Oxford Üniversitesi Nuffield Temel Bakım Sağlık Bilimleri Bölümü’nden Profesör Trish Greenhalgh, “Seçkin bilim insanlarından bekleneceği gibi raporun dayandığı temel kanıtlar daha fazla araştırmanın gerektiği alanları da gösterecek biçimde titizlikle incelenmiş ve sunulmuş” dedi. Örneğin bazı kişilerin hiç semptom göstermeden virüsü yaymaya devam edip edemeyeceği, maske takılması önerilerinin maruziyet riskine (mesela otobüs şoförlerine ya da köpek gezdirenlere) göre değişmesi gerekip gerekmediği ve maskenin rahat olmasının ne kadar önemli olduğu meselelerini titizlikle ele alıyor.

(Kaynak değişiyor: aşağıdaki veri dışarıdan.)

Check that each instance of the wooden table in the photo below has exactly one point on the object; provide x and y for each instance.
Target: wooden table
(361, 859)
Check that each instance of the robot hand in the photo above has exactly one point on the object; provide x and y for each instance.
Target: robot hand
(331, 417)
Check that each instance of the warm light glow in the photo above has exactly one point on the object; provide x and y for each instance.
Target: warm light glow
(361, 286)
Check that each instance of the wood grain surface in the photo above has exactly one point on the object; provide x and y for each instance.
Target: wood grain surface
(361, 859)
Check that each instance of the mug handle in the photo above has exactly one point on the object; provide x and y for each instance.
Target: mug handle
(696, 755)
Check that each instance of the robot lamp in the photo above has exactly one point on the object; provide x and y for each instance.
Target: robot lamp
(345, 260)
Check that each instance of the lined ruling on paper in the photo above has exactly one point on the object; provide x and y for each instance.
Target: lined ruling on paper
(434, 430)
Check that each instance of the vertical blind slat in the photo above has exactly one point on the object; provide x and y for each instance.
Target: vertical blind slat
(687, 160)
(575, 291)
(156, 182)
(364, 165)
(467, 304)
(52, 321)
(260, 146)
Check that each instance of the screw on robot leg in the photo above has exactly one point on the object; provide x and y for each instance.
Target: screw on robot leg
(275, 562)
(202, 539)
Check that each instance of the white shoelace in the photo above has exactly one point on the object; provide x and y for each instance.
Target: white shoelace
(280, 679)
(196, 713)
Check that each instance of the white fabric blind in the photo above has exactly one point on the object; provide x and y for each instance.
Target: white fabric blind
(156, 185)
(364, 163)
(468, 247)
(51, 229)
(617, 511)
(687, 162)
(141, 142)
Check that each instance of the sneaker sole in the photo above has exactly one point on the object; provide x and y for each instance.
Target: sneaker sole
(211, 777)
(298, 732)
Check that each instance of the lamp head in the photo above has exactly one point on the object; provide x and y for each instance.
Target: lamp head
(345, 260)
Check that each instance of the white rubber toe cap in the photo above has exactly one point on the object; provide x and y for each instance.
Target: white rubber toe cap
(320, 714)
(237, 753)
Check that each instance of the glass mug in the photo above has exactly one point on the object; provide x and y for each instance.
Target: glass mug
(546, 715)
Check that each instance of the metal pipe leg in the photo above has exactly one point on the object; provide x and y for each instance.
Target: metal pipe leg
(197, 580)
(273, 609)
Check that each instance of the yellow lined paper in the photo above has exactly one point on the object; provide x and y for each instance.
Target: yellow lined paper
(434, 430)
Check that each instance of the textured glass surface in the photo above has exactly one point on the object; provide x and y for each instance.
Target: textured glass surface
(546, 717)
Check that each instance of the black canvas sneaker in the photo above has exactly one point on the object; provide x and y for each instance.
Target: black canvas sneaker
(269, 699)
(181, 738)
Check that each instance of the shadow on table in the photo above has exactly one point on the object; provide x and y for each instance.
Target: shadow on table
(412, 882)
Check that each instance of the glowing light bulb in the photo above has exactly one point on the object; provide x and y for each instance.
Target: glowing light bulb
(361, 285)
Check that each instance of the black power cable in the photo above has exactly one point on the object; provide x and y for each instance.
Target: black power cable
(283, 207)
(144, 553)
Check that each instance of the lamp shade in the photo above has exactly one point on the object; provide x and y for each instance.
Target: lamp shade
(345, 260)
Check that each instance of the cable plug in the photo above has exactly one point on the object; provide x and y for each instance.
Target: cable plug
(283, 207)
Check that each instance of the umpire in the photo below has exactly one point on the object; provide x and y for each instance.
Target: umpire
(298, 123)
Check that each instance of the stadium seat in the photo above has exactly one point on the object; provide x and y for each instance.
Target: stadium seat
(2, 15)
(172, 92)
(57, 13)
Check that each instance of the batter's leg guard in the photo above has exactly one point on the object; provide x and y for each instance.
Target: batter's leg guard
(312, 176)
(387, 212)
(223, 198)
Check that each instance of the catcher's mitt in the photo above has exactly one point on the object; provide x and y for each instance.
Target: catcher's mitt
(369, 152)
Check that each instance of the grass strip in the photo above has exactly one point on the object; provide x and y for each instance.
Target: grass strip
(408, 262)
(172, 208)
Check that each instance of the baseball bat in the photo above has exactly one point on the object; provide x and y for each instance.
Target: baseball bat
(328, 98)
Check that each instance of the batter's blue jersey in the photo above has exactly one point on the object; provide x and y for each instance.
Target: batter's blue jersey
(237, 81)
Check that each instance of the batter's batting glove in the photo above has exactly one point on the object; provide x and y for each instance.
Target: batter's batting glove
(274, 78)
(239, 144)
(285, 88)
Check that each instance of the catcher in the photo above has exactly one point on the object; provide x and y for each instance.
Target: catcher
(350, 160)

Dr. Greenhalgh şöyle ekledi:

“Böylece sıradan yurttaşların ağız ve burunlarını kapamasının ülkenin yavaş yavaş tecritten çıkmasına yardım edecek kilit bir strateji olduğu argümanına ağırlık kazandırıyor. Raporda değinilmeyen mevzulardan biri ise maskelerin halk tarafından yaygın kullanılmasının sağlık çalışanları için tıbbi maske stoklarının tükenmesine sebep olabileceği tehlikesi. Tıbbi maskelerin sağlık hizmeti verilen yerler dışında kullanılmasına gerek yoktur. Kumaş bir maske ise çok iyi koruma sağlar ve kullanımı da daha rahattır” Fakat Reading Üniversitesi’nden hücresel mikrobiyolog Dr. Simon Clarke raporun “ne kadar ilginç olsa da ağız maskelerinin kullanışlılığına dair anlayışımızı kavramsal açıdan ilerletmekten ziyade bir dizi mevcut fikri temsil ettiğini” söyledi.

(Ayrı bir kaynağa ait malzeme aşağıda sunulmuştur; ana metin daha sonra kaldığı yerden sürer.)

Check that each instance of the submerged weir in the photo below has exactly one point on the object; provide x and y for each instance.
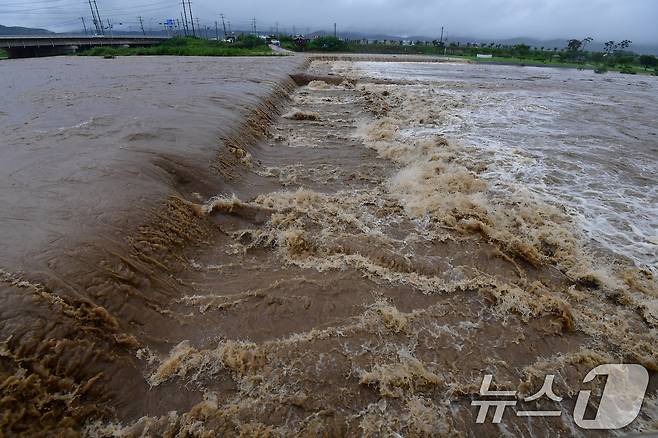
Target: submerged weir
(338, 262)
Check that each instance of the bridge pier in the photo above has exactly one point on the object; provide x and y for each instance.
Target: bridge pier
(39, 51)
(28, 47)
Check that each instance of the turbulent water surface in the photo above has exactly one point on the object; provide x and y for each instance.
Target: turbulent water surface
(201, 247)
(584, 141)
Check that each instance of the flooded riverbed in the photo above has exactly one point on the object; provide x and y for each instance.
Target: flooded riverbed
(357, 248)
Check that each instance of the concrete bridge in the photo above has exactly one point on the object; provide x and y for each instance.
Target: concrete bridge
(31, 46)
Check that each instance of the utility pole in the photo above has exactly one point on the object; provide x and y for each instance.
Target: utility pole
(94, 19)
(98, 16)
(189, 7)
(223, 25)
(184, 21)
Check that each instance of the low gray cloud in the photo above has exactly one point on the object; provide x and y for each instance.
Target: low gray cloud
(484, 19)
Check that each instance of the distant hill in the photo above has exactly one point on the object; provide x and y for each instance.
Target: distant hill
(532, 42)
(17, 30)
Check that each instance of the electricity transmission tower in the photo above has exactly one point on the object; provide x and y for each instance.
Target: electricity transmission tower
(95, 19)
(223, 25)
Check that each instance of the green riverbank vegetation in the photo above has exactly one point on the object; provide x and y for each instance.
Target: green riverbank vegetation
(245, 45)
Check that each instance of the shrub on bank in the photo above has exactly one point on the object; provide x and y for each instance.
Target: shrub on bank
(188, 46)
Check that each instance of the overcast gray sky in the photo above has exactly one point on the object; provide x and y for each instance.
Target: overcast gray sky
(486, 19)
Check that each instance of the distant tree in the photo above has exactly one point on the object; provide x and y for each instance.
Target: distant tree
(585, 42)
(327, 44)
(574, 45)
(648, 61)
(625, 44)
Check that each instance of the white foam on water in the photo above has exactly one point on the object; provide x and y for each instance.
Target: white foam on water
(585, 142)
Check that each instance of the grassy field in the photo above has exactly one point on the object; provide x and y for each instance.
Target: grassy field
(188, 47)
(540, 63)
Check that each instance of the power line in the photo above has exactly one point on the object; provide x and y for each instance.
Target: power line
(223, 25)
(185, 15)
(141, 24)
(189, 7)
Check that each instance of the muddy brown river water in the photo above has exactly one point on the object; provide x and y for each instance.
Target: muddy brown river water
(332, 247)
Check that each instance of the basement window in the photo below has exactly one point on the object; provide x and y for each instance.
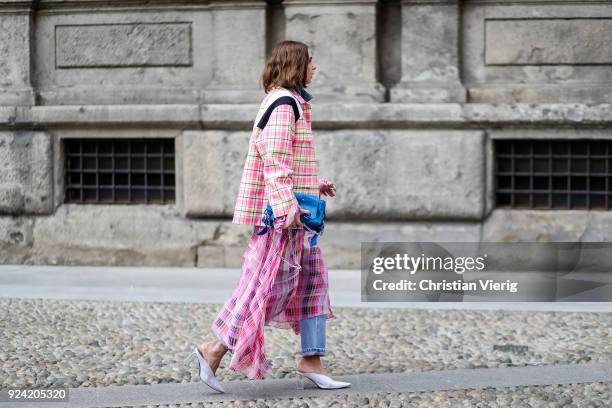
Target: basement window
(119, 171)
(553, 174)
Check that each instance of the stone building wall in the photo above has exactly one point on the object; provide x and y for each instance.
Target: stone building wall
(410, 98)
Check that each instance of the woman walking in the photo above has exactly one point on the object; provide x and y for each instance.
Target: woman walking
(284, 280)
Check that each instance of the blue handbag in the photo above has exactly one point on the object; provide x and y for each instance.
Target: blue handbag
(313, 221)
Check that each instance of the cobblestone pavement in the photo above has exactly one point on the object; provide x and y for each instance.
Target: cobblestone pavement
(94, 343)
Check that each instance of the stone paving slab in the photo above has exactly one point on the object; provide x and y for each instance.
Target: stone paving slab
(118, 396)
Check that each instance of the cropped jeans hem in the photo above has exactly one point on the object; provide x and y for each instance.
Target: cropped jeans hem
(312, 332)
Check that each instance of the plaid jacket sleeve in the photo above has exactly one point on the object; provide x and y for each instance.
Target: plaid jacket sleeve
(275, 146)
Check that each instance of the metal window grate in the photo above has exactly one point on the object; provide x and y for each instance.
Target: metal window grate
(127, 171)
(553, 174)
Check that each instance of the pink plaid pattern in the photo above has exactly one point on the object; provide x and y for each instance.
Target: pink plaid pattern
(280, 161)
(272, 292)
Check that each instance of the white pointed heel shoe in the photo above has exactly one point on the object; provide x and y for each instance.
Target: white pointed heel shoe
(206, 374)
(321, 381)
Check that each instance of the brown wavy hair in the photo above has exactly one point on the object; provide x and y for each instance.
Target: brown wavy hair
(286, 66)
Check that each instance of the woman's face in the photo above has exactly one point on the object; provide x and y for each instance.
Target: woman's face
(311, 68)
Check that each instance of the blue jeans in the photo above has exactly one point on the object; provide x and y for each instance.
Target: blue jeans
(312, 333)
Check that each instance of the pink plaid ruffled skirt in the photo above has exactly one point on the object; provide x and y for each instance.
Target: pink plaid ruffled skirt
(283, 281)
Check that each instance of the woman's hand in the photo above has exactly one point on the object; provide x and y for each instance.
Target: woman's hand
(292, 219)
(327, 188)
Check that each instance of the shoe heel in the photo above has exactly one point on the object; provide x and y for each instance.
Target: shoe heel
(300, 380)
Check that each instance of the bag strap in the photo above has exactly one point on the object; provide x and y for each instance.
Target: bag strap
(280, 97)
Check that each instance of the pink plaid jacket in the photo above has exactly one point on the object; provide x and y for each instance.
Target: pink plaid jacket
(279, 162)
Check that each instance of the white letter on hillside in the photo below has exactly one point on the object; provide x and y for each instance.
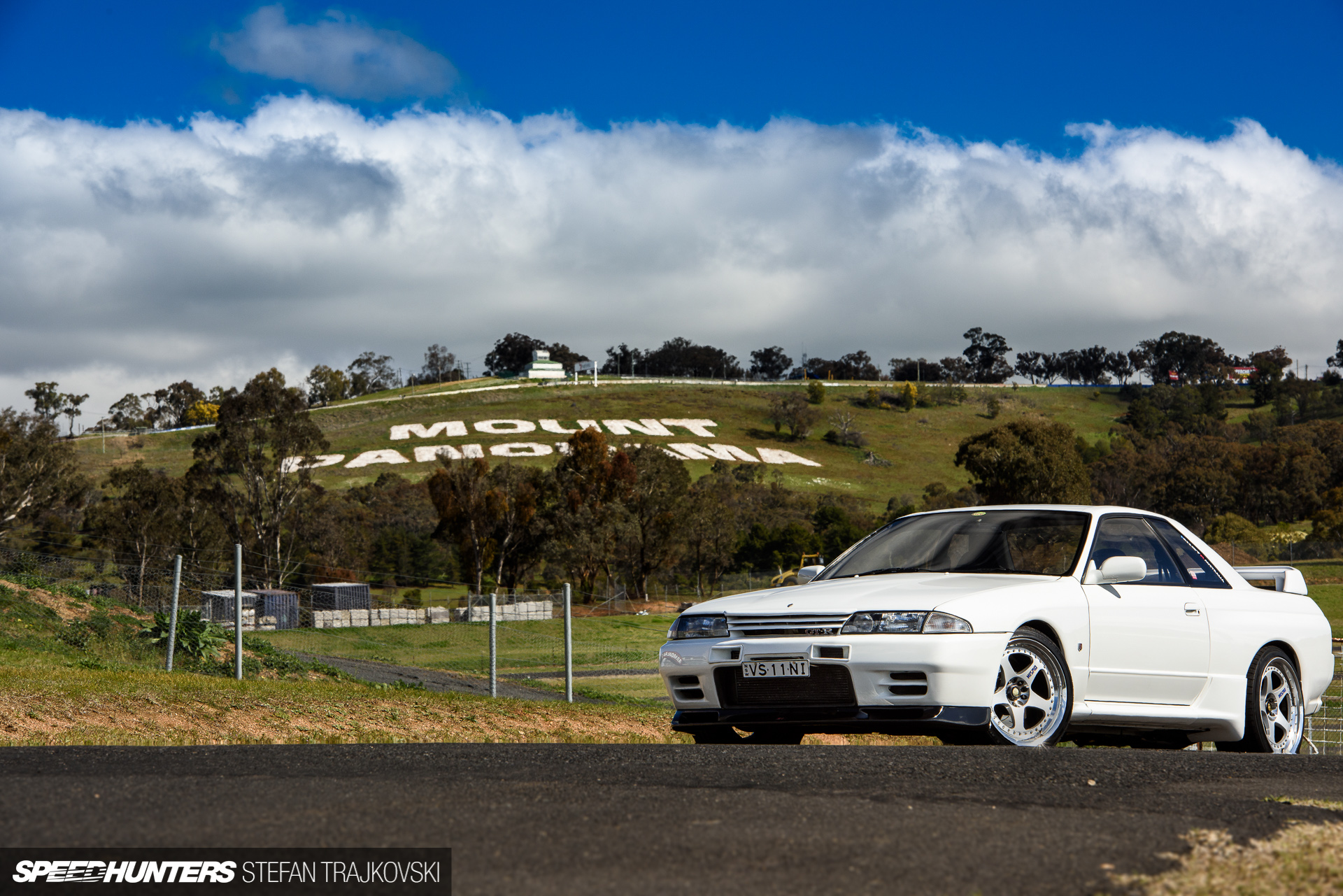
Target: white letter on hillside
(695, 426)
(521, 449)
(509, 426)
(646, 426)
(448, 427)
(386, 456)
(718, 452)
(778, 456)
(426, 453)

Dr. Clarke, “Yeni kanıt sunmada yetersiz kalıyor ve maskelerin ve ağız-burun kapatmanın insanların davranışında olumsuz etkileri olabileceği ihtimalini ele alan uyarı prensibini fazla lakayt biçimde reddediyor” dedi. Her iki taraftan da daha fazla kanıt sunulmadığı müddetçe bütün tavsiyeler ancak fikirlere dayandırılabilir.